BY MELISSA COKER
They may be poor, wayfaring strangers—but stranger still, this knowledge may be just the motivation Sisters Wade Revival needed to keep on keeping on.
Back in the days of barely-pre-Y2K, many associated the name Sisters Wade (Julie and Deb Wade, respectively) with industry organizations such as Billboard magazine, CMT, TNN, William Morris Agency and (maybe most notably) Charlie Daniels. The group had a standing house gig at Tootsie’s in Nashville for two years and, as the story goes, one day Daniels walked into the bar to hear them and their band, the HipWaders, and immediately fell in love.
“These girls remind me of the babbling brook out back of my house when I was a kid—so fresh and pure you could drink from it,” Daniels once declared of the singing siblings.
Sisters Wade released their self-titled debut on Daniels’ Blue Hat Records label in 1999. In 2004 they self-released a follow-up, Walls of Time, but that title turned into a sort of self-fulfilling prophecy as the time constraints of raising a family, and other personal developments, soon became a barrier to a music industry career.
Fast forward to early 2019, and the duo decided to do a 20th anniversary reunion show with the Waders to celebrate that first album release.
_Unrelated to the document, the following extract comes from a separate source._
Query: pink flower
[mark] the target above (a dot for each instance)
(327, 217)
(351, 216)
The success led to a thirst for more, and so the intended one-time event marked a real return for Sisters Wade—now known in this chapter as Sisters Wade Revival. By December of that same year, the recently reformed and critically acclaimed sister act was enjoying fresh success, thanks to the “Wayfaring Stranger” single. The track’s accompanying video, released in January 2020, quickly received over 1.2 million views, subsequently winning the clip attention at CMT.com).
Shortly after the release of this classic folk hymn, sister Deb was diagnosed with thyroid cancer and in January 2020, the Sisters Wade were left treading water as she faced major surgery for the removal of cancerous tumors.
Deb had a long recovery—sustaining some nerve trauma and, initially, some difficulty singing. But guitarist, producer and longtime friend Andy Most (Sisters Wade recorded “Stranger” in his home studio) got together with the two during her recovery—persevering and powering through (pandemic be damned) with consistent contributions to new music even during long stretches of lockdown.
The three decided to finish the Christmas record that they started prior to the pandemic. Deb is in remission and has recovered her voice, and both sisters are excited to announce a December release of their first Christmas album containing some of their favorite holiday songs, the completion of a collection they began unveiling with a 2019 release of “Silent Night.”
So with that gift-wrapped project in tow, they’re also diving jubilantly into the season with a full-band performance on Friday, Dec. 3, at the Walnut House in Murfreesboro.
The evening will also be streamed.
“The album will be available at our show,” says Julie. “With it just released there will be lots of new music! We will have special guests to join us on stage for a couple of numbers. We are really excited about the show . . . really proud of our Christmas record.”
Hard times in our world as well as the world of live music during recent times haven’t exactly been kept under wraps. One might even venture to say the sisters are one act in a long line of music-makers holding their breath and patiently “wading” to exhale.
Walnut House’s Ricky Martini has some thoughts on that Grinch-level lockdown, and why helping to keep the doors of music venues open makes good-spirited sense.
“We were just getting live music cranked up in high gear at Walnut House in March of 2020. Then we canceled everything. It was such a personal disaster . . . we worked really hard to put all those shows together,” Martini says. “Walnut House has picked up significantly in every way other than live music. We are so excited that Deb and Julie are coming back with this concert!
“Sisters Wade Revival is exceptional not only with two incredible vocalists,” he adds, “but also with an incredible group of talented and acclaimed musicians backing them. Fantastic acoustics in our main hall, excellent sound and lighting and all seating within 47 feet of the stage added to these artists . . . you won’t want to miss this show.”
This will also be Sisters Wade Revival’s first live performance with the HipWaders—Andy Most on guitar, David Spicher on standup bass, Chas Williams on dobro and Gregg Stocki on drums—since 2019.